What had changed? He didn't know and there was no time to decipher what it had been because the growls of the walkers were beginning to resound down the hallway from the open bunker door. Joanna was crying, the sounds from those wretched monsters filling her young ears, and Cas began to feel worry set in him once again. The temporary joy had ended much too soon to give him anything lasting, but he had no time to dwell on that misfortune now.

Bravely, hearing the shouts of his friends dying from above, Cas grabbed little Joanna in his arms and looped the tote bag of canned food around his shoulders. He felt a surge of energy, something that he had not felt in a long time, and smiled. He was going to get through this for Joanna. Afterward, he would see where he was and what he could live for. Maybe, if he was lucky, to could be her. If Dean had found his consolation in her, perhaps Cas also could.

Someone was being torn apart on the stairwell—Cas could hear their screams. As he rounded the corner, Joanna crying in his arms out of fear, he saw Mandy lying there in the midst of many freshly bloodied walkers, gnawing with snapping jaws above her corpse. Lacey was screaming and was grabbing the rail of the stairs to keep herself upright. A walker was coming up behind her, and Cas was unsure of what to do. Instinctively, he reached for his knife and unsheathed it with his free hand after shifting Joanna to one hip.

"Lacey, watch—" Cas began, but the walker had come upon her before he was able to warn her appropriately. Eyes narrowed, he set forward on his journey, hoping desperately that he could make it up the stairs before the walkers turned their eyes upon him and Joanna.

He made the first half of the journey well, traipsing across the bloodied floor as he carefully treaded around the pools that had already begun to form, worried that he would slip and lose Joanna in the process. The walkers were so preoccupied with Mandy and Lacey's bodies that it was easy for Cas to slip past them, burying Joanna's face in his shoulder to shield her from the scene and additionally silence her crying into dim muffles.
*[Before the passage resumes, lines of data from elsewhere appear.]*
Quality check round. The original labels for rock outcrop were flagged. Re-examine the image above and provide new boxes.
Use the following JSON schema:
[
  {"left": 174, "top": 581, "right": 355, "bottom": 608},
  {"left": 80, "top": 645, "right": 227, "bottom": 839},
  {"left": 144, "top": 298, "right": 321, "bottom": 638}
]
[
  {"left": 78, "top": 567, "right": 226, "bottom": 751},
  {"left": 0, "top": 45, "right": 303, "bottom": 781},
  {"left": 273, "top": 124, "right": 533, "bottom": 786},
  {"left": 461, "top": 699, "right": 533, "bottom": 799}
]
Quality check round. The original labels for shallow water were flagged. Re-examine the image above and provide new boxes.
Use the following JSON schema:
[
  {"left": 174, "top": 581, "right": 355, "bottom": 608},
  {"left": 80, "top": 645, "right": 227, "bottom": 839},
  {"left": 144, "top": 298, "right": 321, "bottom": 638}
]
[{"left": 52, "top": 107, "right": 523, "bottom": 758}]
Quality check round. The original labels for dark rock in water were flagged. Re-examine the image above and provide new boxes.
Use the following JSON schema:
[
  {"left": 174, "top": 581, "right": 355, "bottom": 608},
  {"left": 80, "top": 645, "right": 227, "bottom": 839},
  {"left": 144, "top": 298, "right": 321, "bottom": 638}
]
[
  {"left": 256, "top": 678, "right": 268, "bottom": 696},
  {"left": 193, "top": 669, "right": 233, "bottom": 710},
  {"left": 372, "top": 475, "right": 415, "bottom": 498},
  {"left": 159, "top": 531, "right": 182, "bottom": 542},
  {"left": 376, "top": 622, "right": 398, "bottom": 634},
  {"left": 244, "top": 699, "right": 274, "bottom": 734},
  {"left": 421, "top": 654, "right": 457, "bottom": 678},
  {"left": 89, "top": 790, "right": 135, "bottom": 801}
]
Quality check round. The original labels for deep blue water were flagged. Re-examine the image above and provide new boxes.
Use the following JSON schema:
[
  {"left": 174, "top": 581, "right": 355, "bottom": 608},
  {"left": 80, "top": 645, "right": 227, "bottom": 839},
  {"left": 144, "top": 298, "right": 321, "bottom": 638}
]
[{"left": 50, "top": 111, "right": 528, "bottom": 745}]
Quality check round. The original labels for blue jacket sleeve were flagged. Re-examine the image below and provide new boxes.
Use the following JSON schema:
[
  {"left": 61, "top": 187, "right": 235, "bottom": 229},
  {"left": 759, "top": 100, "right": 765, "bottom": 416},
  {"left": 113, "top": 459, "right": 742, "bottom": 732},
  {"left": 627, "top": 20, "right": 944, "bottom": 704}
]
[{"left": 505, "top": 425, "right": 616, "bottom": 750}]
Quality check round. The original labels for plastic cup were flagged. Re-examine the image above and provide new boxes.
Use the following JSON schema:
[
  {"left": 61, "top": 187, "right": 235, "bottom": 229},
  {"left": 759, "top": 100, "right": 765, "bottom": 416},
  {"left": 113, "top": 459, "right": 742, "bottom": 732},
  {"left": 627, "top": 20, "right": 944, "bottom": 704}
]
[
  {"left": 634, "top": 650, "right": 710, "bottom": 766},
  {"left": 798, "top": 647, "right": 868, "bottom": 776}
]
He made it to the door with time to spare—the walkers were still completely occupied with their projects. Wincing, he threw the tote bag through the opened door and cringed as the cans clashed together outside in the grass. It was better than trying to get through the narrow opening with the bag and Joanna in his arms—he could only prioritize one and it was clear who it would be in that situation. Someone had failed to open the door all of the way—the light that had shafted through had only been able to light through a small crack that had somehow spread down to where Cas had been hardly five minutes ago, when he had his epiphany and both Mandy and Lacey were still alive.

There were dozens upon dozens of walkers outside—Cas wasn't sure how anyone had been able to make it through all of the mess or why he and Joanna had been left behind like that. It couldn't have been intentional—yes, perhaps on his part, but not Joanna's. Ron and Katharine were her parents—they were supposed to have charge of her. Had they made it out okay?

Cas could see Katharine in the near distance, piling bags into the Impala while Charlie, tears streaming down her cheeks, shot off walkers one by one to keep her safe. Two bodies were lying listlessly on the pavement, distracting walkers that dared come near the two of them. Cas could tell by the overturned ball cap and the way Katharine and Charlie were sobbing that it was a fallen Bobby and Ron. They hadn't made it.

Joanna was still curled up in his arms and he held her tightly against his chest, afraid she might fall from him into the mess of blood and gore that dwelled below them. He maneuvered effortlessly through the stragglers of walkers that ambled aimlessly around the bunker door, too preoccupied with sniffing out an entrance to be concerned with Charlie and Katharine.